営業職の使命は企業に利益をもたらすことです。利益が出なければ企業は存続できません。だからこそ、売上や利益の目標を達成することが強く求められます。そして、目標達成に向けたプロセスも厳しく見られます。
「 1 日何件アポイントを取ったのか」
「週に何件商談を行ったのか」
「月の売上目標まであと何万円なのか」
など、常に数字で評価される仕事です。
そして、売上や利益という結果が重視される仕事でもあります。結果が出れば何をしてもいいとまではいきませんが、どれだけ素晴らしい行動をしても、結果がついてこなければ高い評価を得ることは困難です。毎日数字と向き合うため、慣れないうちは非常に苦しい仕事だと言えます。
2 つ目は「お客様の都合を優先しなければならない」という点です。
打ち合わせの日時や場所、会食の内容など、お客様が気持ちよく商談に臨んでくれるよう、様々な気配りをする必要があります。なぜなら、自社に利益をもたらすのはお客様であり、利益を追及するのが営業職の使命だからです。務めている会社のスタンスにもよりますが、自分の休みを犠牲にしてでもお客様に合わせることも、お客様から無理難題を押し付けられ日が変わるまで残業することもあり得るのが営業職という仕事です。自分のペースで仕事をすることに強いこだわりがある方には合わない可能性がある仕事と言えます。

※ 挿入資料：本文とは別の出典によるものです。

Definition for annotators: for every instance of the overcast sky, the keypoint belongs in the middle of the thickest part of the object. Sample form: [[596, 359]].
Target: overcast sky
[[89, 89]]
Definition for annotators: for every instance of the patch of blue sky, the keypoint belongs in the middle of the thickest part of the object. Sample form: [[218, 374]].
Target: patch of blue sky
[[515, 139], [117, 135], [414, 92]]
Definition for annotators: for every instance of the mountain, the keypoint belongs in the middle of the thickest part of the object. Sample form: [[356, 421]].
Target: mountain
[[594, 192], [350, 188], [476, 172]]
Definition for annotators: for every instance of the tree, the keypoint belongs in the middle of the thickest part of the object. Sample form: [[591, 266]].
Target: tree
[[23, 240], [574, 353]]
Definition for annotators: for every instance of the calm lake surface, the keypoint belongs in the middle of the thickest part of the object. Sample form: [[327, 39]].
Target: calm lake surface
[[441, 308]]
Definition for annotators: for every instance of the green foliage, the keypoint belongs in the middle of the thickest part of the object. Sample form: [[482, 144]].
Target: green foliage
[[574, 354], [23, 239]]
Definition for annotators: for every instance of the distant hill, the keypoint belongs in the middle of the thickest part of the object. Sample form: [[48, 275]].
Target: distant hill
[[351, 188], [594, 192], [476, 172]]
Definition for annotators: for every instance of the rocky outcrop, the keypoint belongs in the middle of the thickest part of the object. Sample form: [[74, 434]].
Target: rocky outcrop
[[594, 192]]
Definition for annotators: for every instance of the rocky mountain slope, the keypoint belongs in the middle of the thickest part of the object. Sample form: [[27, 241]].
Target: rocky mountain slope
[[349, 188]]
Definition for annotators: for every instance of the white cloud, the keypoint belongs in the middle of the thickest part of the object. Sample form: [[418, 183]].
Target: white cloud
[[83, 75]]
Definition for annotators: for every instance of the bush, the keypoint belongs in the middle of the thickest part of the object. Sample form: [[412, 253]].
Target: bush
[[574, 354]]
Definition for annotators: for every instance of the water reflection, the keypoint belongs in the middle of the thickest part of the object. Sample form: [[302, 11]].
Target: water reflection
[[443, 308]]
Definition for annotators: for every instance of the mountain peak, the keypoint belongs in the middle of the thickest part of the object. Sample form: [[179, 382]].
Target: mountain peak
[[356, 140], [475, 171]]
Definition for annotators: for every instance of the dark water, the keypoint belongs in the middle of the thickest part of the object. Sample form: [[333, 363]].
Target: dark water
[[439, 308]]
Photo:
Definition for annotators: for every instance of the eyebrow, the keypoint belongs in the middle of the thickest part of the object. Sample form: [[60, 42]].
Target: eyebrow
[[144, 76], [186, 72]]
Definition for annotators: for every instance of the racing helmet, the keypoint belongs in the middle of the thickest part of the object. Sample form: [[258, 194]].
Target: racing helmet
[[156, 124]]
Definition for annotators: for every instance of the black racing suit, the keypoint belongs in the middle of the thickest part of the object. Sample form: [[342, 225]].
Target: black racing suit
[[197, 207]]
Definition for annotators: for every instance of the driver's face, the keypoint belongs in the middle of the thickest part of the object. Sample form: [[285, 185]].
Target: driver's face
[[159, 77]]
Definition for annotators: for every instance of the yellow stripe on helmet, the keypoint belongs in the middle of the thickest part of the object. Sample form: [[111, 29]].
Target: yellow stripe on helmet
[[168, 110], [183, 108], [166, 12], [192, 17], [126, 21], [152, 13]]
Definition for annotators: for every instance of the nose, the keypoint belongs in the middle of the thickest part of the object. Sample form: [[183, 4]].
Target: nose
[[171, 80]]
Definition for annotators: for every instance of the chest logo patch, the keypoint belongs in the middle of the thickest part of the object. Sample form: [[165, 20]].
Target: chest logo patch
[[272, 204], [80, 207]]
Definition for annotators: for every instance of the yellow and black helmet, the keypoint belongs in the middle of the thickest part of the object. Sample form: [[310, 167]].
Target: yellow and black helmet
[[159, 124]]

3 つ目は「業界や商材によって戦い方を変えなければならない」という点です。
営業職は業界や商材によって求められる動きが異なります。契約 1 件当たりの金額が高い業界や商材の営業職は、じっくり時間をかけてお客様とコミュニケーションを取ります。一方で契約 1 件当たりの金額が安い業界や商材の営業職は、いかに効率よく数をこなすかが重視され、日々大量のアポイントや商談をさばいていくような営業になっていきます。全ての業界や商材に通用する営業手法はありません。置かれている状況に合わせて柔軟に行動しなければ、成果を出すことは困難です。そのため、覚えたことを着実にこなしていきたいと考える方には難易度の高い仕事だと言えます。
営業職を目指す方が持つべき心構え
では、これから営業職を目指す方は、どのような心構えを持っていれば良いのでしょうか。ここでは、私の営業としての実体験や、経営コンサルタントとして様々な企業を見てきた経験をもとに、4 つの心構えをご紹介します。
課題解決こそが価値
冒頭で紹介した通り、営業職はお客様に商品やサービスの提案をして契約につなげる仕事です。しかしながら、お客様は商品やサービスそのものが欲しくて契約をしているわけではありません。お客様が抱えている悩みや課題に対して、商品やサービスが解決に繋がると考えるからこそ、お客様がその商品やサービスに対価を支払うだけの価値があると判断して、結果的に契約をするのです。この構造を理解していないと、とにかくお客様に商品やサービスを売り込むだけになってしまい、お客様に価値を感じていただくことはできません。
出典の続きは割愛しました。